Rio got the open-cut part of the mine built and producing last year, but it has yet to reach agreement for finance for a huge underground expansion of the mine. The finance deadline (the latest of at least four) is March 31 — otherwise, the project will lapse. The underground phase will cost $5.5 billion or more. As Fairfax’s Peter Ker pointed out today, Australian taxpayers are (inexplicably) contributing to the finance package via our bizarre, secretive business welfare agency, Export Finance and Insurance Corporation.
As Crikey has reported before, the Mongolian government twice deliberately stopped the open-cut mine from starting to export copper and gold last year because of the dispute with Rio Tinto. The project is split 66/34 between Turquoise Hill Resources Ltd, a Canadian outfit 50.8% owned by Rio, and the Mongolian government. According to the mining agreement, Mongolia will not see a cent of Oyu Tolgoi’s profit until Turquoise Hill recovers its costs. The Mongolians were thus deeply unhappy when the underground mine costs rose by an $US2 billion without satisfactory explanation, delaying the point at which the mine will provide a return for Mongolia. The government’s opposition forced Rio to put the underground expansion on hold last July.
However, the underground expansion is vital because 80% of the mine’s value lays in ore than can only be exploited this way. Last month Turquoise Hill warned that further delays were likely to occur “if outstanding shareholder issues, including project finance, are not resolved before the expiration of lender commitments on existing project finance arrangements”. The Mongolians have demanded assurances from Rio that what it calls “investment inflation” won’t appear in the costs once the underground expansion phase is underway.
Remember all that whining from the miners and the Coalition here about “sovereign risk”? In Mongolia, Rio Tinto has been experiencing the real thing. The company warned that if the latest financing deadline is missed, then it will have to cop a write-down of nearly $900 million.
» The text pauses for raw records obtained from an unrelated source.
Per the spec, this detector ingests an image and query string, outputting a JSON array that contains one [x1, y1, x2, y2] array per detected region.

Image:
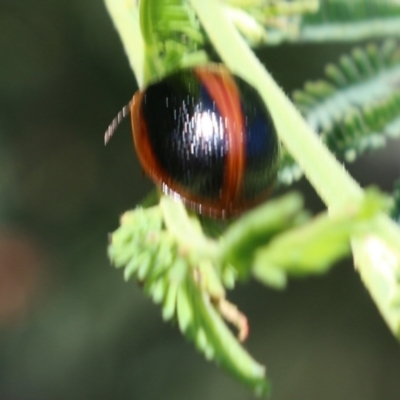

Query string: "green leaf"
[[253, 189, 388, 284], [220, 194, 307, 279], [278, 40, 400, 184]]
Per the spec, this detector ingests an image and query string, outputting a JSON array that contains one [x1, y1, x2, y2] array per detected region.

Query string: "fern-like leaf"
[[390, 180, 400, 225], [279, 41, 400, 183], [109, 197, 268, 394]]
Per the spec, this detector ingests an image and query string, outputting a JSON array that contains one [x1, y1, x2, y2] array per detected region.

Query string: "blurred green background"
[[0, 0, 400, 400]]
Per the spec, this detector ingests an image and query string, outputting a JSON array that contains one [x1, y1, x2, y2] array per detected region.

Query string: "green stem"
[[189, 0, 400, 337], [190, 0, 363, 211], [105, 0, 145, 88]]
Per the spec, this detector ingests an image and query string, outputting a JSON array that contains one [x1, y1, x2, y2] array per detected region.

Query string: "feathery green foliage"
[[279, 40, 400, 184], [109, 191, 387, 395]]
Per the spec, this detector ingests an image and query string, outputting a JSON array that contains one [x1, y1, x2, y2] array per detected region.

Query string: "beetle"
[[105, 64, 280, 218]]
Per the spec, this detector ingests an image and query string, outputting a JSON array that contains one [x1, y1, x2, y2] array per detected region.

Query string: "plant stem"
[[189, 0, 400, 337], [105, 0, 145, 88], [190, 0, 363, 211]]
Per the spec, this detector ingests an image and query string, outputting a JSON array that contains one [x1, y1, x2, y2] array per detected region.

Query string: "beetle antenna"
[[104, 100, 132, 145]]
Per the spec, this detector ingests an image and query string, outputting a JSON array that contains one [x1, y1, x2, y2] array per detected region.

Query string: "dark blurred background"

Around this time last year, US mining investment analyst Behre Dohlbear released its annual assessment of the best places to invest in mining around the world. How did Mongolia fare? It was 19th, having fallen 5 points since 2012. Why? Uncertainty, Behre Dohlbear said. Specifically:
“The past delays at the Oyu Tolgoi copper project in Mongolia present a clear example of how such uncertainty delays mining developments.”
Oh, and Australia was ranked first, despite the mining tax. But maybe Bishop is hoping when Beare Dohlbear releases its 2014 rankings in the next few days, Australia will have fallen 18 places.